Een profeet, een discipel van Christus, blijkt zowel het goede als het kwade te kunnen representeren. Zowel Mozes, Mirjam als Aaron spelen een bijzondere en belangrijke rol in de heilsgeschiedenis, maar soms ook in meer of mindere mate een bedenkelijke rol. Mirjam en Aaron lijken tegenover Mozes te staan, terwijl Mirjam en Aaron ook weer onderscheiden worden: alleen Mirjam wordt hier ‘gestraft’. Voor de prediking lijken hier kansen te liggen om ieder mens als een uniek schepsel neer te zetten! Mensen kunnen veranderen. Ten goede en ten kwade. Wie kent zichzelf? Psalm 139 zou genoemd kunnen worden.

De zieke en bedroefde, de mens die niet mag meedoen en zich buitengesloten voelt, mag getroost worden door de woorden van Paulus in Filippenzen 4:4-9. Onze smeekbeden mogen gepaard gaan met een dankzegging. God verstaat ons leven en ons gebed immers. Terwijl er nog pijn en ziekte is, mag er toch ook vrede en vreugde zijn, omdat er vertrouwen mag zijn in de genezende werking van Gods liefde en zegen.

Aanwijzingen voor de prediking

  • Genezing is een gevoelig onderwerp. De een wordt wel genezen. De ander lijkt door God vergeten te worden. Zo is het alsof het gebed van de een wel wordt gehoord en het gebed van de ander niet. Mensen kunnen dan afhaken. Laat duidelijk zijn dat God al onze gebeden hoort en al ons smeken verstaat.

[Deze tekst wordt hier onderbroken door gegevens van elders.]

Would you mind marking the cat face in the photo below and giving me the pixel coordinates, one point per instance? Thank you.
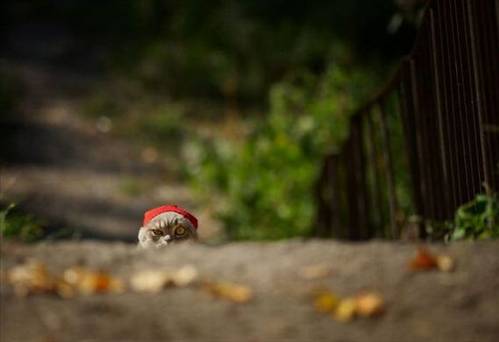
(166, 229)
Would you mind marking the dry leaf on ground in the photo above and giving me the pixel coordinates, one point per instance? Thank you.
(233, 292)
(326, 301)
(369, 304)
(425, 261)
(346, 310)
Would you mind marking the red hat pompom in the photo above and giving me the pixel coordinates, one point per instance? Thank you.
(152, 213)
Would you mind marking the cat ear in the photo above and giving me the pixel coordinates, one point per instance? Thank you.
(142, 234)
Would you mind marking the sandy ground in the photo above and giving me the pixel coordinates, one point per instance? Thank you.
(424, 306)
(66, 171)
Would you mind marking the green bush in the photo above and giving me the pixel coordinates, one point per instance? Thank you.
(264, 184)
(17, 225)
(476, 220)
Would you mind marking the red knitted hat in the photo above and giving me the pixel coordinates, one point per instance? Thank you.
(152, 213)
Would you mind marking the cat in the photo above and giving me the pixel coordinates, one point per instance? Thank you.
(168, 225)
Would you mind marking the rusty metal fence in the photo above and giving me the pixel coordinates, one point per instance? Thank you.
(432, 132)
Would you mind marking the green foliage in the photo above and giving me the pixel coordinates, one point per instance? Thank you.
(477, 220)
(16, 225)
(265, 183)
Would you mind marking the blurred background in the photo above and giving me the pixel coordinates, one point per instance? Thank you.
(224, 107)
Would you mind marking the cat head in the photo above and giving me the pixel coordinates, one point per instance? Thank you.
(163, 226)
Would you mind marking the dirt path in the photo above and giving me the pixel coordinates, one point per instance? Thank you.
(65, 170)
(426, 306)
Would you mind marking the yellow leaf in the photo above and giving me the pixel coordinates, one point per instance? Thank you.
(346, 310)
(369, 304)
(326, 302)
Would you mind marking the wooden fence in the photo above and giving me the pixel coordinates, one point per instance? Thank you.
(433, 130)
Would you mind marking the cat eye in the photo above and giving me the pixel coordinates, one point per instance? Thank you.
(180, 231)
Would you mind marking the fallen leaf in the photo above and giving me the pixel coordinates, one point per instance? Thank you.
(149, 281)
(233, 292)
(346, 310)
(326, 301)
(369, 304)
(423, 261)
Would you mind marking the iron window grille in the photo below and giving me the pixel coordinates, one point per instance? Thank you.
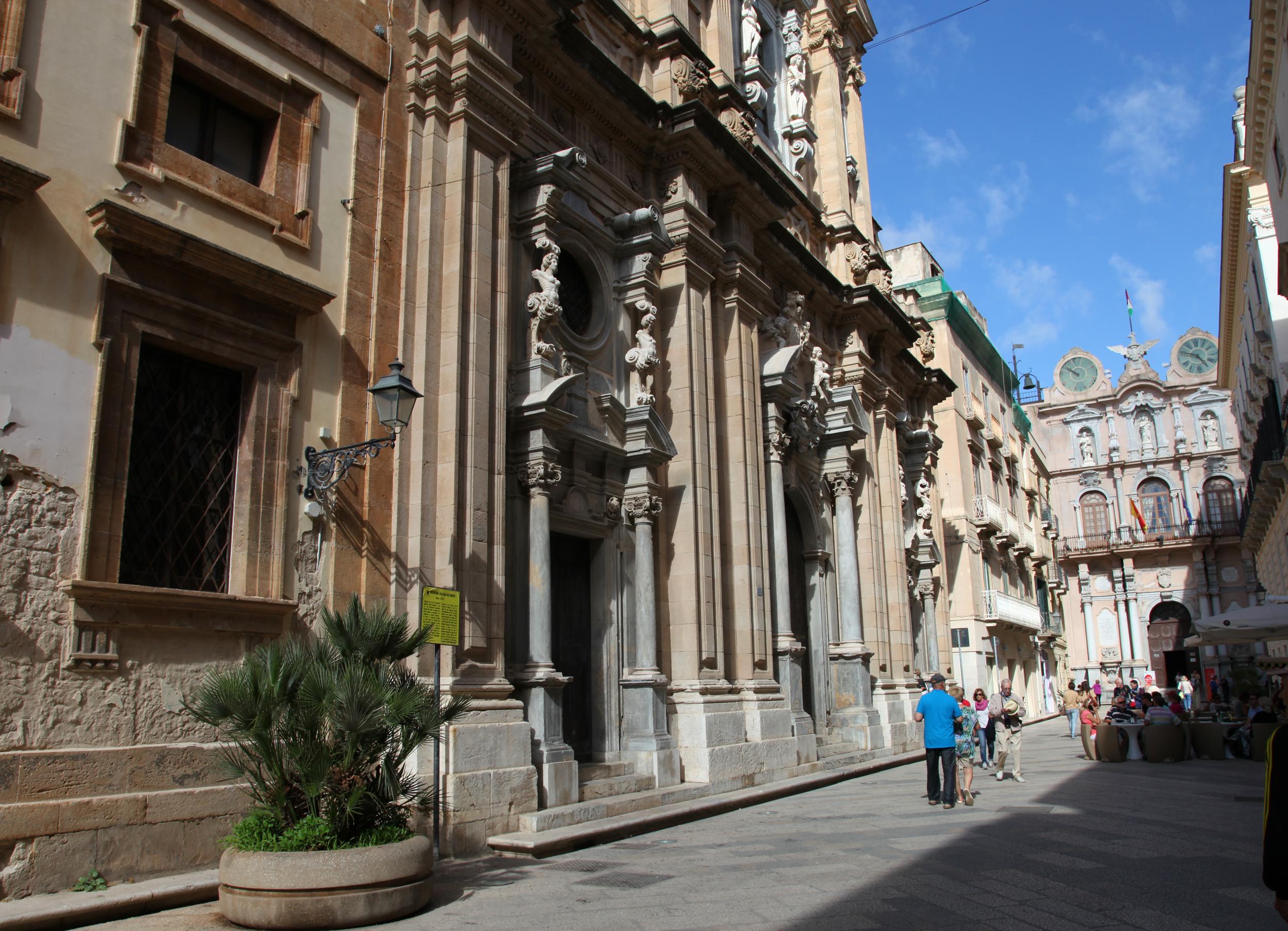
(177, 531)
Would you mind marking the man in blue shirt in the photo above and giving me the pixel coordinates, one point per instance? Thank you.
(939, 710)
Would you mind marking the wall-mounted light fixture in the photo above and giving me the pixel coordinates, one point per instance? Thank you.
(396, 397)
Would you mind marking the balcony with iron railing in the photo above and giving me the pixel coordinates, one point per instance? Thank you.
(1001, 608)
(1158, 535)
(988, 514)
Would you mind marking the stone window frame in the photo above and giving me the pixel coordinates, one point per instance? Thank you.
(166, 42)
(236, 313)
(13, 80)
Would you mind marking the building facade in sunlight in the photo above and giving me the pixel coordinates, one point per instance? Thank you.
(1145, 482)
(676, 449)
(1004, 585)
(1253, 326)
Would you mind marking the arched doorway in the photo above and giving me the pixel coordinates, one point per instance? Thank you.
(1168, 626)
(798, 585)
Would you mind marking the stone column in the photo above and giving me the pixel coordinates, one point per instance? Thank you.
(646, 741)
(537, 684)
(787, 649)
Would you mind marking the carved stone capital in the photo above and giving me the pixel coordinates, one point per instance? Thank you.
(539, 477)
(841, 482)
(643, 507)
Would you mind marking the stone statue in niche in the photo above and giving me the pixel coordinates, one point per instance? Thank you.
(643, 357)
(544, 304)
(1211, 438)
(924, 512)
(796, 93)
(750, 32)
(822, 388)
(1147, 432)
(1086, 449)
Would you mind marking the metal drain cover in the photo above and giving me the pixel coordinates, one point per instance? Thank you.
(1029, 809)
(620, 880)
(581, 866)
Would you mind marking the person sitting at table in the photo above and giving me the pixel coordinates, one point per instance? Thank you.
(1118, 713)
(1157, 713)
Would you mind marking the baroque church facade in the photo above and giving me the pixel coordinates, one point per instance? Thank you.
(1147, 479)
(676, 446)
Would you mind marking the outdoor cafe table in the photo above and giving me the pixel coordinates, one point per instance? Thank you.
(1132, 742)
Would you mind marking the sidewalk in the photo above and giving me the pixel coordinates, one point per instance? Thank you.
(1078, 845)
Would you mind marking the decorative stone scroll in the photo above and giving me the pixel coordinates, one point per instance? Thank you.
(692, 78)
(643, 508)
(643, 357)
(539, 477)
(544, 304)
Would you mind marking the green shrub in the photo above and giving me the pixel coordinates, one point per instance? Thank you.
(94, 883)
(320, 731)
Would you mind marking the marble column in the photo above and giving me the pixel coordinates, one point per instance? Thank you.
(537, 684)
(646, 741)
(787, 649)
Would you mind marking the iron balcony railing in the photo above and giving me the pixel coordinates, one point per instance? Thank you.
(990, 512)
(1000, 607)
(1131, 538)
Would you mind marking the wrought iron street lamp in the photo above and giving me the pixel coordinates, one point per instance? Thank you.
(395, 397)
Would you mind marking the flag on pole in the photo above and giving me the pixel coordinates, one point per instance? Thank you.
(1135, 513)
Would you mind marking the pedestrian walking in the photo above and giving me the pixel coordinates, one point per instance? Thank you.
(1009, 710)
(1071, 710)
(969, 733)
(986, 734)
(939, 711)
(1274, 822)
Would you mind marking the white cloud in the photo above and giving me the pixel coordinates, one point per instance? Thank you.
(1004, 201)
(1148, 295)
(1144, 125)
(938, 150)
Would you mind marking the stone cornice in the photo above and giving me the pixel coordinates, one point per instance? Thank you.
(122, 228)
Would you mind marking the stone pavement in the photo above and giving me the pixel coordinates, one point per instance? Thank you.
(1109, 847)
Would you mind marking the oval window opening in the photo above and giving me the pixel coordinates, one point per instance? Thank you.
(575, 295)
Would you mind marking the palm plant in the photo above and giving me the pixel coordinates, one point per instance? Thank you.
(324, 727)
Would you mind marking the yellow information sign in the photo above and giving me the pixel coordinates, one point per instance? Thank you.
(441, 613)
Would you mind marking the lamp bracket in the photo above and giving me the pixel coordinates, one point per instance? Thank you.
(325, 469)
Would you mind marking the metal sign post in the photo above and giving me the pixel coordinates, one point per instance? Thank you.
(441, 615)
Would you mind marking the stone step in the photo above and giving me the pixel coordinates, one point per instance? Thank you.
(589, 772)
(826, 750)
(616, 786)
(572, 827)
(609, 806)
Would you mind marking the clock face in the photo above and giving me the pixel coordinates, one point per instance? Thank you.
(1197, 356)
(1078, 374)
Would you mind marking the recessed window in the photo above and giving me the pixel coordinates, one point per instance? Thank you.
(575, 295)
(214, 130)
(177, 531)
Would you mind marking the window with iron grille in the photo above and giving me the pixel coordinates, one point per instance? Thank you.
(177, 530)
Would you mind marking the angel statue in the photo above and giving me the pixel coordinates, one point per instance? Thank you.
(544, 304)
(643, 357)
(1134, 352)
(750, 32)
(822, 389)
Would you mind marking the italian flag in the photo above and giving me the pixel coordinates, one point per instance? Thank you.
(1135, 510)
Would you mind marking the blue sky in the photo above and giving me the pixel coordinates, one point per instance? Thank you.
(1052, 153)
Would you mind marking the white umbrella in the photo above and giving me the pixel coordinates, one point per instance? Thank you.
(1242, 626)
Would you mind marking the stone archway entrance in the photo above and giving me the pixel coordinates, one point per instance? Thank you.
(1168, 626)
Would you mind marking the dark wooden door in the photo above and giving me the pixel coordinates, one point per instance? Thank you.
(570, 575)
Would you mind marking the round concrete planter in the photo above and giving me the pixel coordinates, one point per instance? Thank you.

  • Misschien is het goed om als prediker nadruk te leggen op de weg die aan de genezing van de zieke voorafging. Neem de hoorder mee in de volgorde van de tekst en daarmee in wat de volgorde van mijn geloofs- en levensweg zou kunnen zijn. Die volgorde van woorden, de tekst alleen al, blijkt meermaals antwoorden te bevatten op uiteenlopende menselijke vragen. Als we de volgorde van onze schriftlezing nader bekijken, dan zien we hoe de zieke man op afstand van de schare bleef, maar wel Jezus volgde. Daarna lezen we hoe hij tot Jezus kwam en dus dichtbij kwam. Hij had blijkbaar een sterk verlangen om bij God te zijn. Hij viel vervolgens voor Jezus neer. Dat is een teken van eerbied, weten dat God groter is dan de mens en jezelf dus klein maken. Als mens je plaats weten. Jezelf totaal afhankelijk maken van Gods bedoelingen met ons leven. Ook al denk ik gering over mijzelf en hebben mensen mij verlaten, dan toch mag ik hier bij God zijn en geloof ik dat Hij naar mij luistert. Geen geringe opdracht. Het vereist een nieuwe houding, bekering.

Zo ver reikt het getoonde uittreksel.